Finally back in print, the Cornelia Street Songwriters Exchange CD. This CD is snapshot of the Greenwich Village singer songwriter commumity of the early 80''s and contains early recordings of some of todays folk singer-songwriters.

19 MP3 Songs
FOLK: Modern Folk, ROCK: Folk Rock



Details:
CORNELIA STREET: THE SONGWRITERS EXCHANGE
It is twenty-nine years since three of us stumbled across a tiny storefront on Cornelia Street in Greenwich Village and thought it the perfect place to open a café. It’s a tiny one-block street but it has a long and interesting history.
It was laid out in 1794 on the farm of Robert Herring, who named it for his granddaughter, Cornelia. In the nineteenth century it housed the stables of the rich. During Prohibition it sheltered one of New York’s most famous speakeasies. In the early forties W.H. Auden moved in at Number 7; in the late forties Anatole Broyard opened a bookstore at Number 20; for eleven years into the early fifties James Agee had a writing studio at Number 33; in the late fifties Joe Cino opened a café at Number 31 which became one of the fountainheads of Off Off Broadway.

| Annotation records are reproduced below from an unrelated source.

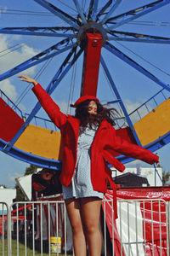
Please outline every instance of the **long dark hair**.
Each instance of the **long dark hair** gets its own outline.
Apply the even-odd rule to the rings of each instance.
[[[82,133],[87,125],[89,125],[89,128],[93,129],[93,126],[99,126],[103,119],[106,119],[112,126],[116,125],[115,119],[119,115],[118,112],[115,108],[105,108],[98,101],[93,100],[97,104],[97,114],[90,114],[88,113],[88,104],[92,100],[87,100],[78,104],[76,108],[75,117],[80,119]]]

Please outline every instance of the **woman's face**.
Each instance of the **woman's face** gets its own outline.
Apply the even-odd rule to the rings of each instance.
[[[88,112],[90,114],[97,114],[98,113],[98,108],[97,108],[97,104],[94,101],[91,101],[88,106]]]

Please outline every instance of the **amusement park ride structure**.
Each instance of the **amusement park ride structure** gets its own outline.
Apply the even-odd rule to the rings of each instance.
[[[60,17],[67,23],[67,26],[3,27],[0,28],[0,33],[60,37],[63,38],[60,42],[32,58],[1,74],[0,81],[55,55],[61,55],[63,52],[69,51],[66,58],[63,61],[60,67],[46,89],[47,92],[51,95],[80,57],[81,54],[84,52],[80,94],[81,96],[96,96],[100,64],[116,96],[116,100],[111,102],[111,103],[119,105],[127,122],[127,127],[116,130],[117,136],[121,135],[123,139],[137,143],[151,151],[156,151],[168,143],[170,142],[170,99],[166,98],[164,91],[170,92],[170,86],[116,49],[113,44],[114,41],[170,44],[170,38],[118,30],[122,25],[169,4],[170,0],[150,1],[148,4],[139,6],[118,15],[114,15],[114,12],[122,3],[122,0],[106,1],[105,4],[99,9],[98,9],[99,1],[90,0],[89,8],[86,12],[80,6],[80,1],[73,0],[72,3],[77,11],[76,18],[71,16],[48,1],[32,1]],[[113,44],[110,42],[113,42]],[[144,106],[147,108],[148,113],[142,118],[139,114],[139,120],[135,124],[133,124],[131,119],[133,113],[128,114],[119,90],[116,87],[111,73],[102,55],[102,48],[161,87],[161,90],[142,104],[143,107]],[[165,100],[154,109],[148,109],[148,102],[155,101],[158,94],[162,94]],[[135,110],[135,113],[139,113],[139,108]],[[41,105],[37,102],[26,119],[17,106],[14,106],[1,92],[0,149],[8,155],[30,164],[59,170],[60,169],[60,133],[57,131],[31,124],[40,108]],[[119,155],[117,158],[123,163],[133,160],[122,155]]]

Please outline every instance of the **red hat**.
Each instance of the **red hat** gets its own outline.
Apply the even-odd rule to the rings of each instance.
[[[99,102],[99,100],[98,98],[96,98],[95,96],[90,96],[90,95],[85,95],[83,96],[81,96],[75,103],[74,103],[74,107],[76,108],[80,103],[88,101],[88,100],[95,100],[97,102]]]

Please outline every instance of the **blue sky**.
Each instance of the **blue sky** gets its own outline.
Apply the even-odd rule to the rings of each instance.
[[[62,4],[65,1],[53,0],[52,3],[61,8],[64,11],[75,16],[75,6],[73,1],[67,3],[69,6]],[[88,9],[89,1],[80,1],[85,9]],[[107,1],[99,1],[99,7],[103,6]],[[143,4],[154,1],[139,1],[139,0],[124,0],[116,10],[116,14],[130,10]],[[36,14],[32,12],[37,12]],[[170,37],[170,4],[156,10],[155,12],[144,15],[137,20],[136,24],[122,26],[120,30],[133,32],[139,33],[150,34],[155,36]],[[139,25],[139,22],[144,21],[145,25]],[[152,21],[152,26],[148,26],[146,22]],[[56,16],[49,14],[45,9],[39,6],[33,0],[22,1],[1,0],[0,2],[0,24],[2,27],[6,26],[63,26],[65,23]],[[144,22],[143,22],[144,24]],[[32,36],[14,36],[0,34],[0,73],[15,67],[22,61],[31,58],[42,50],[60,41],[61,38],[38,38]],[[169,84],[170,74],[170,51],[168,44],[156,44],[144,43],[125,43],[111,42],[116,47],[122,50],[125,54],[133,58],[137,62],[144,67],[148,71],[157,76],[163,82]],[[67,53],[66,53],[67,54]],[[38,81],[46,88],[55,72],[59,68],[61,61],[63,61],[66,54],[63,54],[54,58],[48,64],[45,71],[38,78]],[[153,96],[161,88],[138,73],[128,64],[118,60],[113,55],[102,49],[102,55],[111,73],[115,84],[127,106],[128,112],[135,109],[141,105],[148,98]],[[79,96],[80,84],[82,77],[82,58],[75,65],[75,90],[72,102]],[[34,76],[42,67],[39,64],[37,67],[32,67],[24,73]],[[156,67],[157,68],[156,68]],[[165,73],[167,73],[167,74]],[[72,72],[69,73],[63,79],[61,84],[52,95],[53,98],[65,112],[67,108],[67,102],[69,98],[70,84],[71,84]],[[0,89],[3,90],[14,102],[18,96],[27,88],[27,84],[20,82],[17,76],[12,77],[0,83]],[[110,91],[110,86],[100,67],[100,75],[99,78],[98,97],[102,102],[111,101],[114,97]],[[23,112],[30,113],[34,107],[37,100],[29,91],[26,97],[20,104]],[[39,115],[39,114],[38,114]],[[46,116],[42,111],[40,115]],[[166,172],[169,169],[169,152],[170,145],[167,145],[160,149],[157,154],[160,156],[161,165]],[[14,177],[24,174],[26,167],[29,165],[9,157],[0,152],[0,183],[3,183],[8,187],[14,187]],[[135,166],[136,161],[131,164]],[[141,166],[145,166],[140,163]]]

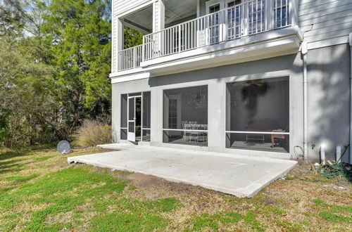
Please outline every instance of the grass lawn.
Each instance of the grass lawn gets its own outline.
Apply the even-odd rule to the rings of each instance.
[[[0,151],[0,231],[352,231],[351,183],[308,166],[249,199],[67,163],[103,151]]]

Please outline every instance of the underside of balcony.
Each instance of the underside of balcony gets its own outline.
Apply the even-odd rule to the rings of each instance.
[[[118,72],[111,77],[122,82],[131,75],[157,77],[298,51],[302,34],[295,25],[294,5],[290,0],[250,0],[234,4],[239,2],[234,1],[229,7],[198,18],[190,10],[183,19],[169,18],[168,27],[144,35],[140,45],[118,52]]]

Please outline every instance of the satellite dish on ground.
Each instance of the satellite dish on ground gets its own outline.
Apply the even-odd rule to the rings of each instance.
[[[71,150],[71,146],[67,141],[63,140],[58,142],[56,148],[60,153],[65,154],[70,152],[70,150]]]

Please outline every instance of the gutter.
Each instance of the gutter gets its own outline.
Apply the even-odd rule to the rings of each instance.
[[[308,158],[308,75],[307,75],[308,46],[307,46],[306,42],[302,43],[301,53],[302,53],[303,58],[303,155],[304,155],[304,160],[306,160],[306,162],[307,162],[307,158]]]

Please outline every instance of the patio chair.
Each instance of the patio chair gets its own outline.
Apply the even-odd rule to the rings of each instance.
[[[195,141],[198,143],[198,136],[199,136],[199,132],[196,131],[198,130],[199,125],[197,124],[191,124],[191,141]]]
[[[184,129],[191,129],[191,126],[189,124],[184,124]],[[191,138],[191,131],[183,131],[183,141],[184,143],[188,142],[190,140]]]
[[[208,125],[206,124],[202,124],[199,125],[198,127],[199,130],[203,130],[203,131],[206,131],[208,129]],[[205,131],[199,131],[198,132],[198,138],[197,138],[197,142],[201,142],[204,144],[206,144],[208,142],[208,133]]]
[[[272,130],[272,132],[286,132],[285,130],[284,129],[275,129]],[[271,135],[271,146],[270,148],[274,148],[274,146],[277,143],[275,143],[277,142],[278,139],[286,139],[287,136],[286,134],[275,134]]]

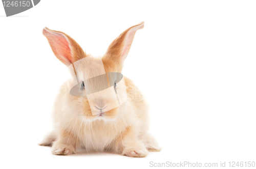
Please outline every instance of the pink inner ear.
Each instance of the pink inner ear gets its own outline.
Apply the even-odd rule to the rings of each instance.
[[[48,39],[56,57],[65,64],[70,65],[72,63],[72,57],[69,42],[67,38],[61,33],[45,30],[46,31],[44,31],[44,34]]]
[[[123,62],[127,57],[127,55],[129,53],[131,46],[132,46],[132,43],[133,43],[133,39],[134,39],[134,37],[135,36],[135,33],[136,33],[136,31],[138,30],[142,29],[143,26],[144,25],[142,24],[139,26],[133,27],[132,28],[132,29],[131,29],[131,30],[130,30],[129,32],[127,33],[127,35],[126,35],[126,37],[124,42],[124,46],[123,48],[122,54],[121,55],[120,62]]]

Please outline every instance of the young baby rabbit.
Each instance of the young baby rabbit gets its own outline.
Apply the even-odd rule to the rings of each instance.
[[[69,84],[75,82],[80,87],[80,91],[88,94],[85,80],[89,76],[102,74],[99,73],[102,71],[100,63],[103,64],[105,75],[109,76],[110,72],[120,74],[135,33],[143,26],[142,22],[123,32],[111,43],[101,58],[87,54],[65,33],[44,29],[43,34],[54,54],[64,64],[73,69],[75,67],[74,63],[82,59],[90,58],[90,63],[79,64],[79,67],[74,69],[71,79],[61,86],[53,107],[55,130],[39,145],[52,146],[55,155],[70,155],[83,148],[87,151],[109,151],[129,157],[143,157],[148,151],[160,150],[155,138],[147,133],[148,105],[130,79],[123,76],[127,97],[119,106],[113,106],[113,100],[108,98],[108,95],[95,96],[91,100],[90,95],[73,96],[69,87]],[[116,93],[119,83],[106,77],[109,88],[114,89]],[[99,81],[92,88],[101,84]],[[141,96],[135,96],[138,94]]]

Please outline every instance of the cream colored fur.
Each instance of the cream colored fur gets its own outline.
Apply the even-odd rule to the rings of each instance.
[[[122,62],[127,56],[135,32],[143,25],[144,22],[142,22],[126,30],[110,45],[102,58],[94,59],[95,62],[102,60],[106,72],[121,73]],[[82,51],[80,46],[66,34],[48,29],[44,31],[55,55],[67,65],[81,57],[88,56],[85,52],[79,54]],[[61,49],[58,48],[60,47],[58,46],[58,43],[54,42],[58,34],[60,34],[58,37],[68,39],[65,43],[70,46],[66,49],[71,50],[70,55],[63,55],[70,54],[68,52],[59,54]],[[62,34],[65,36],[61,35]],[[69,58],[72,59],[65,61]],[[82,72],[82,67],[81,69],[79,71]],[[90,71],[86,70],[86,73],[78,74],[79,79],[82,80],[86,74],[93,74],[97,68]],[[69,80],[75,80],[73,77]],[[68,82],[65,82],[53,107],[55,129],[39,145],[52,146],[52,153],[55,155],[70,155],[76,153],[78,149],[84,148],[89,152],[108,151],[130,157],[143,157],[148,151],[160,151],[161,148],[155,138],[147,133],[148,106],[144,97],[130,79],[124,77],[124,80],[127,100],[121,106],[100,117],[92,115],[86,97],[71,95]],[[104,99],[103,102],[106,105],[111,103],[111,100]]]

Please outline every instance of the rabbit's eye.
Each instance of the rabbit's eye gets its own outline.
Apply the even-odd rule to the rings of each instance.
[[[115,81],[115,83],[114,83],[114,88],[115,88],[115,89],[116,89],[116,83]]]
[[[83,81],[81,83],[81,90],[84,90],[84,83],[83,83]]]

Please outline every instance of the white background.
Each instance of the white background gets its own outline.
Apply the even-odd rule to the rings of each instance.
[[[6,17],[0,4],[1,168],[150,168],[150,162],[256,161],[256,2],[47,1]],[[103,54],[145,21],[125,62],[151,106],[163,148],[143,158],[55,156],[37,144],[52,129],[52,105],[69,74],[42,28]]]

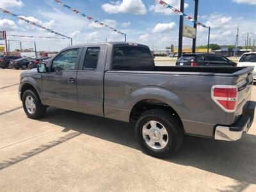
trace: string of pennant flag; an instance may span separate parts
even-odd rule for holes
[[[207,26],[205,24],[203,24],[202,22],[199,22],[198,20],[196,20],[193,19],[192,17],[191,17],[189,15],[188,15],[185,14],[184,13],[182,13],[181,11],[180,11],[179,10],[175,8],[175,7],[172,6],[172,5],[170,5],[170,4],[167,4],[166,3],[165,3],[163,0],[155,0],[155,1],[156,3],[157,3],[163,6],[164,7],[165,7],[167,9],[172,10],[176,14],[179,15],[180,16],[182,16],[182,17],[185,17],[188,20],[190,20],[191,22],[192,22],[193,23],[195,23],[195,24],[198,24],[198,26],[202,26],[202,27],[203,27],[204,28],[209,28],[208,26]]]
[[[82,13],[80,11],[79,11],[79,10],[77,10],[74,8],[72,8],[68,5],[67,5],[67,4],[64,4],[64,3],[63,3],[60,0],[55,0],[55,1],[56,3],[58,3],[58,4],[60,4],[60,5],[61,5],[62,6],[63,6],[63,7],[65,7],[65,8],[66,8],[71,10],[71,11],[72,11],[73,12],[76,13],[76,14],[79,14],[81,16],[82,16],[82,17],[83,17],[84,18],[86,18],[88,20],[89,20],[90,21],[94,22],[95,23],[98,24],[99,24],[100,26],[105,26],[106,28],[108,28],[110,29],[111,29],[112,31],[115,31],[115,32],[116,32],[116,33],[118,33],[119,34],[125,35],[124,33],[121,32],[121,31],[120,31],[118,30],[116,30],[116,29],[114,29],[113,28],[107,25],[106,24],[105,24],[105,23],[104,23],[104,22],[102,22],[101,21],[99,21],[99,20],[98,20],[97,19],[95,19],[93,17],[90,17],[89,15],[87,15]]]
[[[54,36],[30,36],[23,35],[8,35],[10,36],[19,36],[19,37],[28,37],[28,38],[57,38],[57,39],[65,39],[64,37],[54,37]]]
[[[33,44],[33,42],[28,42],[28,41],[20,41],[20,40],[13,40],[13,39],[8,39],[8,41],[10,42],[25,42],[25,43],[31,43],[31,44]]]
[[[20,16],[18,16],[17,15],[14,14],[14,13],[13,13],[9,12],[9,11],[8,11],[8,10],[4,10],[4,9],[3,9],[3,8],[0,8],[0,11],[1,11],[1,12],[2,12],[3,13],[6,13],[6,14],[12,15],[12,16],[13,16],[13,17],[16,17],[16,18],[18,18],[19,20],[23,20],[23,21],[24,21],[24,22],[27,22],[27,23],[28,23],[28,24],[31,24],[31,25],[35,26],[36,26],[36,27],[40,28],[42,28],[42,29],[45,29],[45,30],[47,30],[47,31],[49,31],[49,32],[51,32],[51,33],[52,33],[58,35],[59,35],[59,36],[63,36],[63,37],[65,37],[65,38],[70,38],[70,37],[69,37],[69,36],[67,36],[64,35],[62,35],[62,34],[61,34],[61,33],[58,33],[58,32],[56,32],[56,31],[53,31],[53,30],[52,30],[52,29],[49,29],[49,28],[45,28],[45,27],[44,27],[44,26],[41,26],[41,25],[40,25],[40,24],[38,24],[35,23],[35,22],[29,20],[28,20],[28,19],[25,19],[25,18],[23,18],[23,17],[20,17]]]

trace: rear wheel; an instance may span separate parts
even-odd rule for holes
[[[23,70],[27,69],[27,68],[28,68],[27,65],[21,65],[21,68]]]
[[[23,93],[22,105],[28,118],[38,119],[45,114],[46,107],[41,103],[39,97],[32,90],[26,90]]]
[[[138,142],[143,151],[156,157],[173,155],[183,141],[183,127],[169,111],[152,109],[143,113],[136,125]]]

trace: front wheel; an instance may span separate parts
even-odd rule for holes
[[[167,110],[151,109],[143,113],[136,125],[138,142],[148,154],[163,158],[173,155],[183,141],[183,127]]]
[[[22,106],[26,115],[30,118],[42,118],[46,112],[46,107],[41,103],[39,97],[30,90],[23,93]]]

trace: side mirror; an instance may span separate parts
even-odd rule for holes
[[[46,65],[44,63],[38,63],[36,66],[38,73],[46,73]]]

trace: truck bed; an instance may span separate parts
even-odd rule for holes
[[[156,71],[156,72],[200,72],[200,73],[211,73],[213,74],[225,74],[239,75],[241,73],[245,72],[242,70],[250,70],[248,67],[159,67],[154,66],[152,67],[130,67],[125,68],[120,68],[115,70],[133,70],[133,71]],[[237,73],[238,72],[238,73]]]

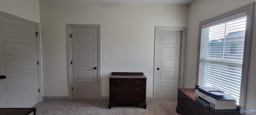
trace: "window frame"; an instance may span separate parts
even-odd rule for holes
[[[196,65],[196,84],[198,85],[198,75],[199,75],[199,65],[200,64],[200,48],[201,47],[201,37],[202,26],[210,23],[242,12],[245,12],[246,13],[246,24],[244,38],[244,57],[242,65],[240,95],[239,97],[239,106],[241,107],[241,108],[244,108],[245,107],[245,102],[246,101],[246,93],[247,91],[247,84],[250,64],[250,53],[251,52],[251,41],[252,40],[252,34],[254,4],[255,2],[251,3],[242,7],[210,18],[209,19],[201,22],[199,23],[198,44],[197,62]]]

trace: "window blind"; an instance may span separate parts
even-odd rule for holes
[[[202,25],[200,86],[230,94],[239,105],[246,17],[245,12]]]

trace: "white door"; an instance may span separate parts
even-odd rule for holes
[[[0,16],[0,108],[39,102],[36,30],[35,25]]]
[[[181,32],[158,30],[156,99],[177,99]]]
[[[71,28],[73,99],[98,99],[97,28]]]

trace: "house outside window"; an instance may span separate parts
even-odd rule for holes
[[[230,94],[241,107],[245,104],[253,7],[254,3],[200,23],[197,84]]]

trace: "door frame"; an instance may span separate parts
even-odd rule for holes
[[[100,81],[100,25],[97,24],[68,24],[68,78],[69,80],[69,100],[73,100],[72,93],[72,65],[71,61],[72,61],[72,52],[71,45],[71,28],[96,28],[98,30],[98,100],[100,100],[101,96],[101,81]]]
[[[36,41],[37,45],[37,61],[38,61],[38,88],[39,89],[38,91],[39,91],[39,101],[43,101],[43,89],[42,88],[42,61],[41,60],[41,35],[40,34],[40,27],[39,26],[39,23],[28,20],[25,18],[23,18],[15,15],[8,14],[3,12],[0,11],[0,15],[5,16],[8,18],[12,18],[14,20],[18,20],[19,21],[25,23],[29,24],[31,25],[33,25],[36,26]],[[39,34],[37,34],[39,33]]]
[[[154,100],[156,99],[156,77],[157,77],[157,68],[156,61],[157,60],[157,44],[158,41],[157,36],[158,33],[157,32],[159,30],[166,30],[170,31],[178,31],[180,32],[181,36],[180,37],[180,68],[179,71],[179,84],[178,88],[183,88],[184,76],[184,72],[185,65],[185,46],[186,46],[186,28],[183,27],[162,27],[156,26],[155,27],[155,48],[154,60],[154,76],[153,76],[153,98]]]

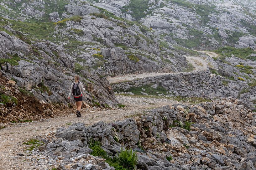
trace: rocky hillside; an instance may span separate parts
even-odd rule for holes
[[[233,96],[254,110],[256,18],[255,2],[249,2],[3,1],[1,72],[40,100],[65,104],[78,74],[86,103],[108,107],[118,102],[104,77],[187,72],[192,67],[184,55],[196,56],[206,60],[209,71],[114,88],[137,88],[145,94],[139,88],[154,85],[162,88],[160,95]],[[212,58],[191,49],[214,49],[219,55]]]
[[[139,21],[171,44],[200,49],[256,47],[253,1],[99,1],[95,4]]]
[[[136,119],[74,124],[25,143],[35,147],[26,160],[39,169],[255,170],[255,115],[237,104],[176,104]],[[137,161],[125,148],[137,152]]]

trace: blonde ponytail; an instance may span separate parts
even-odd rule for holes
[[[79,81],[79,76],[78,75],[76,75],[75,76],[75,81],[77,82]]]

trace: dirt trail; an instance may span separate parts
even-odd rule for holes
[[[202,58],[196,56],[186,57],[194,66],[195,70],[207,69],[207,63]],[[113,83],[136,78],[177,73],[150,73],[111,77],[108,79],[111,83]],[[171,105],[176,102],[172,100],[165,99],[132,97],[120,95],[117,96],[117,99],[127,106],[122,109],[108,110],[84,109],[81,111],[82,117],[80,118],[77,118],[74,114],[70,114],[70,113],[66,113],[61,116],[41,121],[18,123],[0,130],[0,170],[34,169],[35,165],[33,165],[33,162],[23,161],[26,159],[26,156],[24,153],[27,148],[23,143],[37,136],[52,132],[57,128],[67,127],[71,124],[76,122],[84,123],[89,125],[101,121],[107,123],[112,122],[136,116],[145,111]],[[25,155],[17,156],[18,154]],[[49,166],[40,169],[50,169]]]
[[[205,53],[205,54],[206,54],[208,55],[210,57],[213,58],[217,57],[218,57],[219,56],[219,55],[217,54],[212,52],[206,51],[196,51],[198,52]]]
[[[197,56],[185,56],[187,60],[189,62],[191,63],[194,66],[195,70],[194,71],[205,70],[207,69],[207,63],[202,58]],[[107,77],[107,78],[110,83],[116,83],[146,77],[150,77],[158,75],[179,73],[149,73],[128,75],[117,77]]]
[[[117,95],[117,98],[122,101],[127,107],[113,110],[84,109],[81,111],[82,117],[80,118],[66,113],[66,115],[63,116],[43,121],[19,123],[0,130],[0,170],[32,169],[34,167],[33,162],[24,162],[26,156],[17,155],[19,153],[24,154],[27,149],[22,143],[37,135],[52,132],[57,128],[67,127],[71,124],[76,122],[83,123],[88,125],[101,121],[110,123],[127,117],[136,117],[149,109],[175,103],[174,100],[167,99],[132,97],[120,95]]]

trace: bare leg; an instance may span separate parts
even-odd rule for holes
[[[78,102],[79,102],[79,101],[76,102],[76,110],[78,110],[78,106],[79,106],[79,103],[78,103]],[[80,107],[80,108],[81,108],[81,107]]]
[[[78,101],[76,103],[77,103],[77,105],[76,105],[77,110],[80,111],[81,109],[81,107],[82,107],[82,101]]]

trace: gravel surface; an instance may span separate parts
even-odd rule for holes
[[[134,97],[117,95],[117,99],[127,106],[113,110],[95,110],[83,109],[82,117],[77,118],[70,113],[63,116],[55,117],[28,123],[16,125],[0,130],[0,170],[49,169],[50,166],[45,162],[43,165],[34,165],[33,162],[27,160],[25,153],[27,148],[23,143],[37,136],[45,134],[60,127],[68,127],[68,124],[84,123],[89,125],[101,121],[112,122],[127,117],[136,117],[144,111],[175,102],[165,99]],[[18,156],[21,154],[24,155]]]
[[[207,64],[202,58],[196,56],[186,57],[193,65],[195,70],[207,69]],[[111,83],[113,83],[169,74],[151,73],[109,77],[108,80]],[[80,118],[71,114],[68,111],[63,116],[43,119],[39,121],[18,123],[0,130],[0,170],[50,169],[50,166],[46,160],[43,165],[35,165],[33,161],[27,160],[29,159],[28,153],[26,152],[27,148],[23,143],[37,136],[52,132],[57,128],[66,127],[71,124],[76,122],[84,123],[89,125],[101,121],[106,123],[112,122],[127,117],[136,117],[147,110],[172,105],[176,102],[171,100],[162,98],[122,95],[117,95],[116,97],[127,106],[123,109],[107,110],[83,109],[81,110],[82,117]]]
[[[201,52],[202,53],[205,53],[208,55],[209,56],[212,57],[218,57],[219,55],[216,53],[211,52],[210,51],[196,51],[198,52]]]
[[[187,61],[195,67],[194,71],[205,70],[207,69],[207,63],[202,58],[198,56],[185,56]],[[173,74],[173,73],[148,73],[141,74],[133,74],[117,77],[108,77],[107,79],[110,83],[121,83],[145,77],[154,77],[158,75]]]

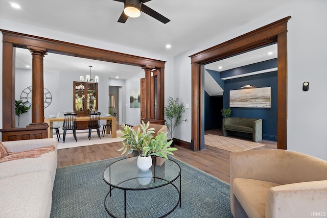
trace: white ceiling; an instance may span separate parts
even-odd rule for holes
[[[206,69],[220,72],[277,58],[277,43],[206,64]],[[219,69],[219,66],[222,68]]]
[[[164,24],[143,12],[138,18],[129,18],[125,23],[118,22],[124,4],[112,0],[0,0],[0,18],[175,56],[294,1],[152,0],[145,3],[171,20]],[[19,4],[21,8],[13,8],[10,4],[12,2]],[[167,44],[170,44],[171,48],[167,49]],[[47,57],[49,61],[52,60],[50,56]],[[67,58],[65,56],[64,60],[67,61]],[[80,66],[83,69],[88,70],[87,66],[92,65],[92,70],[96,70],[95,61],[69,61],[68,65],[49,63],[47,66],[54,68],[46,69],[48,66],[44,65],[44,69],[73,70],[58,68],[77,68],[77,63],[71,64],[76,61],[81,65],[85,62]],[[118,70],[123,74],[134,74],[139,69],[101,64],[99,68],[105,68],[103,72],[108,75]]]

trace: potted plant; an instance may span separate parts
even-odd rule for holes
[[[15,100],[15,112],[16,115],[18,116],[18,127],[19,126],[19,118],[20,118],[20,115],[21,114],[26,113],[28,112],[28,110],[30,109],[30,108],[28,107],[26,107],[22,104],[22,102],[21,100],[16,101]]]
[[[165,115],[167,118],[166,125],[169,133],[169,139],[173,139],[173,133],[175,128],[187,119],[182,119],[185,108],[183,103],[179,103],[179,99],[168,98],[167,105],[165,107]]]
[[[229,117],[231,114],[231,110],[230,108],[223,108],[220,111],[221,112],[221,114],[224,116],[224,118]]]
[[[171,141],[167,141],[167,133],[160,133],[155,137],[153,137],[154,129],[149,128],[150,122],[147,124],[142,120],[140,125],[141,129],[138,128],[134,130],[129,126],[123,124],[123,130],[121,132],[123,133],[121,138],[125,138],[123,141],[123,146],[118,151],[123,151],[122,155],[126,153],[128,155],[137,151],[138,152],[137,158],[137,166],[140,169],[146,171],[151,167],[152,164],[152,159],[151,155],[160,157],[168,159],[167,154],[173,155],[172,152],[177,149],[171,148]],[[142,166],[142,159],[146,159],[148,161],[150,166]]]

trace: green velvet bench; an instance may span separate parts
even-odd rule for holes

Perhaps it was the street, perhaps it was the fact that all three of us were involved in the arts, but from the very beginning, in one tiny room, we had poetry readings and music performances, and then a little play written for the café, and pretty soon all sorts of things: fiction writers and journalists; and programs of bawdy and Inuit poetry; and puppeteers and flute players and classical guitarists; and a living portrait of James Joyce; and mime shows and dances on the street outside the café; and recorder, oud, and concertina music; and comedians; and shows of paper and air; and fairy tales and storytellers and Punch and Judy shows. And on Monday nights beginning in December of our first year and every Monday night for seven years thereafter, the Songwriters Exchange.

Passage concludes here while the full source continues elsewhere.